Monday, November 14, 2011

To Blog/Journal or Not To Blog/Journal...That Is The Question

Well with a title like that you expect that I should break into quoting Shakespeare....but I will not. Consistent writing is obviously not one of my strong suits. So where to begin really...lots and lots of things have happen since the last time I posted to this page. My previous post was in regards to a mission trip that I took to East Asia. The trip was a total success and I made some friends that I still keep in contact with. My trip to the other side of the world was life changing. My perspective on several things changed; 1) the importance of always being on mission 2) that even under the most severe of oppressions life and the gospel always seem to flourish. So that would bring us end of July of last year. Around September I started a new journey by turning down a path that I had known about but only walked sparingly. I began dating Katie Vance around September and my feet haven't touch the floor since. I'm truly convinced now that God is and always about what is best for us. In March I (with Richard and Julie's permission) would propose to Katie and October 1st of this year we were made and declared to be husband and wife. We are just over a month into our lives as a married couple and I can confidently say the wait was well worth it. I had someone ask me why I waited til I was 29 to get married and I said, "well, God knew that I needed to wait that long" Katie is a shining example of God's grace to me. She loves me at my best and most especially at my worst...

Thursday, December 04, 2008

A Time of Contemplation.....

Yes I know this submission is out of no where considering my last offering was sometime back in August.

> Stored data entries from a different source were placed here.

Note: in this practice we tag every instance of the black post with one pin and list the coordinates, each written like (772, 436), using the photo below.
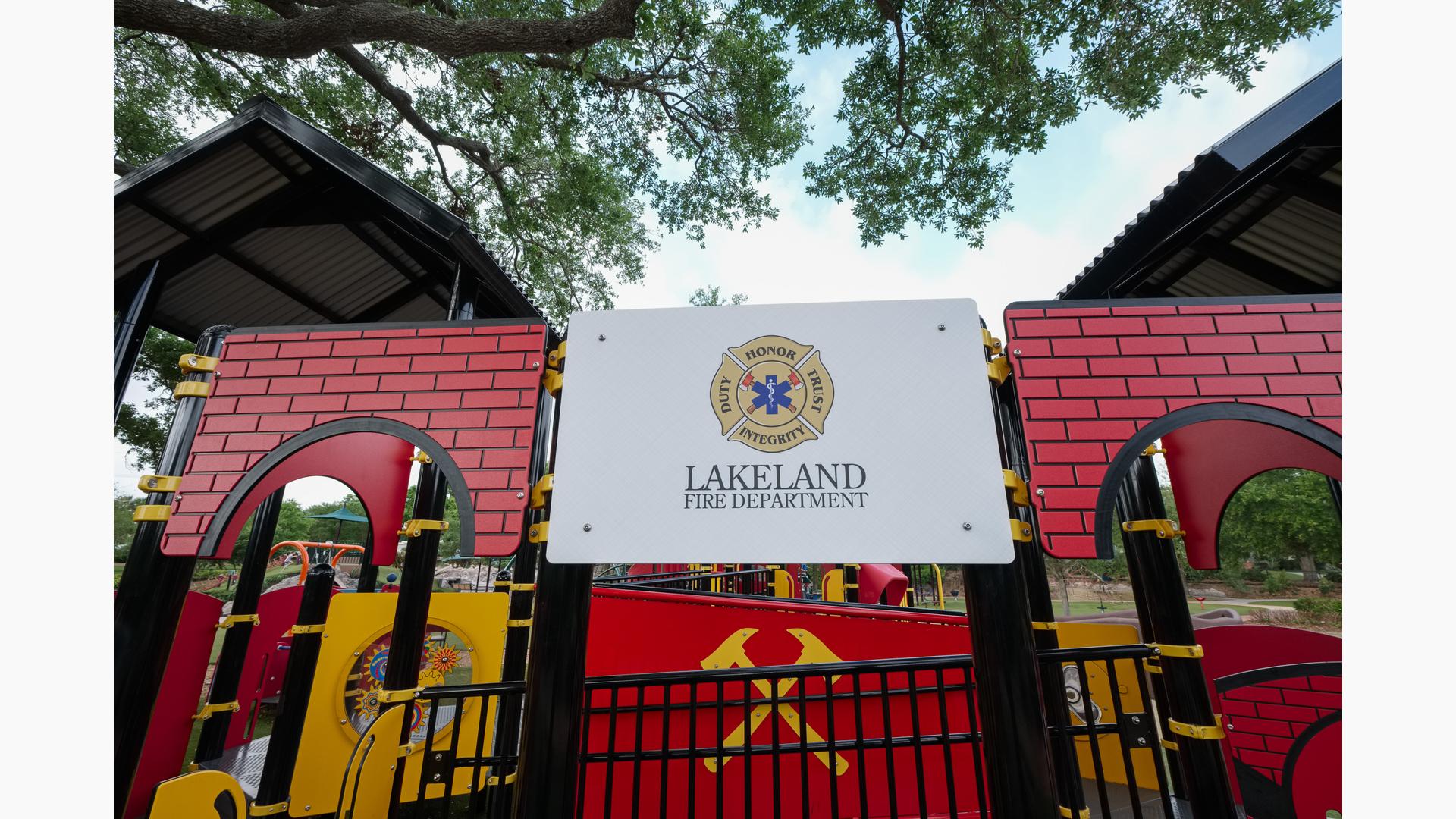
(130, 331)
(1009, 694)
(1206, 777)
(406, 639)
(235, 643)
(149, 598)
(297, 682)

Considering the road that I have traveled over the past 2 1/2 months a lot has transpired. Many things that I wish hadn't happen, but I can't help that now. However there are some things that have happen that I'm glad that I was able to be apart of.

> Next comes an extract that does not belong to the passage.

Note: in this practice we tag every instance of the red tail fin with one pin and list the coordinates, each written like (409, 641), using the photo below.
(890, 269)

In the words of Andrew Osenga from his song "Hold the Light" I would agree with him that "it's been a long year, like sleepless night." These past months have seemed to be 3 times as long as they usually feel.

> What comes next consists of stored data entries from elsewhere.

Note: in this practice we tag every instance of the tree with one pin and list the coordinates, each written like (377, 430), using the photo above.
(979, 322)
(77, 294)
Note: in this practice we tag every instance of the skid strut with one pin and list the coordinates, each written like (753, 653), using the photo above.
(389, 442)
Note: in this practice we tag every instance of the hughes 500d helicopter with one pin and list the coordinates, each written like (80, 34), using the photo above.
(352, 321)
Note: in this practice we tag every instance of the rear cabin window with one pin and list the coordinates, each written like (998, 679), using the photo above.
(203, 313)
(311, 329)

I have repented and asked forgiveness for a lot of things, the trouble is making this spirit of mine wrapped in this flesh believe that forgiveness and rest in it, (really rest in it) and be content.

Being content and at peace with the way things are for me right is easier said than done. I'll just be honest its a struggle. There is one thing that more or less is constantly on my mind, and all the time I wish that I could have this "Thing" back. However, I both know and believe that God's will be done and however that plays out is fine with me.

These past two months or so have been spent determining yet again how I can best serve the kingdom believing that I've been called to vocational ministry service, and at the same time determining if vocational service is what I am in fact called to. I've always felt drawn to Student Ministry and Worship. That's what I'm pursuing as of this submission.

This has also been a time of contemplation given the choices that lay before me, trouble is of the choices I have both are equally good.